Today’s Wine Word: Seed Maturity


Seed maturity?

I think I’ve talked a lot about the importance of getting samples from the vineyard to track the sugar, acid, pH and flavor maturity but seed maturity is important, too.

Why? Because if the seeds are still green and spongy they’ll impart nasty, bitter flavors to the wine. The tannins that come from the grape skins are the nice, supple good guys.

So, how do they know the seeds are mature? Elementary, as they say…

When they bring grape samples into the lab they juice the grapes to check the sugar, etc. Then, they spread out the skins and seeds to get a look. Mature seeds are brown and crunchy, like Grape-Nuts cereal. There’s no avoiding extracting seed tannin during the fermentation, but at least it’s mature seed tannin and isn’t quite so harsh.

Chewing on the grape skins will reveal if they’ve gone from hard to nice and chewy and if the intensity of the tannins has softened.

The winemaker also needs to walk the vineyard to get a look at the shoots and stems.
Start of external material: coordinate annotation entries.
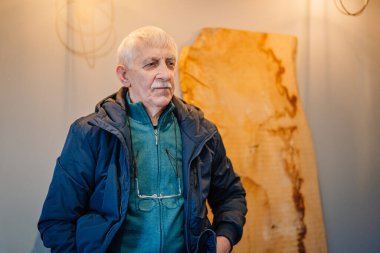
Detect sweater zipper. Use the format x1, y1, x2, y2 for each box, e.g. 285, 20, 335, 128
154, 126, 158, 146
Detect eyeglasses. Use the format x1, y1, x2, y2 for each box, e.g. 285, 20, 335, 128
133, 148, 182, 199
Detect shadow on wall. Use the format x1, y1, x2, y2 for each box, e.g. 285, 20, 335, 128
31, 233, 50, 253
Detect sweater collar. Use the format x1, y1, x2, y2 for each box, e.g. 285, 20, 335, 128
125, 92, 175, 124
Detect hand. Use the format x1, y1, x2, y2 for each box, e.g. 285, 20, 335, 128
216, 236, 231, 253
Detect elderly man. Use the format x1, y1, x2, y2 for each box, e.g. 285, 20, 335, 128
38, 27, 247, 253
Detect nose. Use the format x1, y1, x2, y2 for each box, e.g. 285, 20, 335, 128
157, 63, 174, 81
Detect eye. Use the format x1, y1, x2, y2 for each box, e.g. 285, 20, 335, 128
166, 60, 175, 69
144, 61, 158, 69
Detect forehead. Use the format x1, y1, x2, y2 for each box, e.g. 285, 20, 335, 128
135, 43, 176, 62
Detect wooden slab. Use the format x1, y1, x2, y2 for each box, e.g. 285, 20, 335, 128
180, 28, 327, 253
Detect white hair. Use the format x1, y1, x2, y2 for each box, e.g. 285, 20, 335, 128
117, 26, 177, 67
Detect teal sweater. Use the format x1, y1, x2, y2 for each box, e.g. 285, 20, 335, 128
111, 95, 185, 253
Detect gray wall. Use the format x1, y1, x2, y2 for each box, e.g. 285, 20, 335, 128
0, 0, 380, 253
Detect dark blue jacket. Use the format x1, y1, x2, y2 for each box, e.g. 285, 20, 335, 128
38, 88, 247, 253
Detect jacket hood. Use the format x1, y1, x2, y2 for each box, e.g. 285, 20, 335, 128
95, 87, 216, 143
The vineyard lets the grower or winemaker know it’s finished for the season with browning stems and shoot tips that are rounding off. Vigorously growing shoots have spear-like tips.

The Napa Valley harvest is probably about 2/3 finished. The early ripeners: sparkling wine, Sauvignon Blanc, Pinot Noir are all in and a lot of mid-season varieties like Chardonnay, Merlot and Cabernet Franc are safely in the barn, too. At this point the last of those mid season ripeners are coming in with the first of the late varieties like Cabernet Sauvignon, Syrah and Petit Verdot. Both quantity and quality are terrific, which is a wonderful thing after four short vintages in a row. Cheers!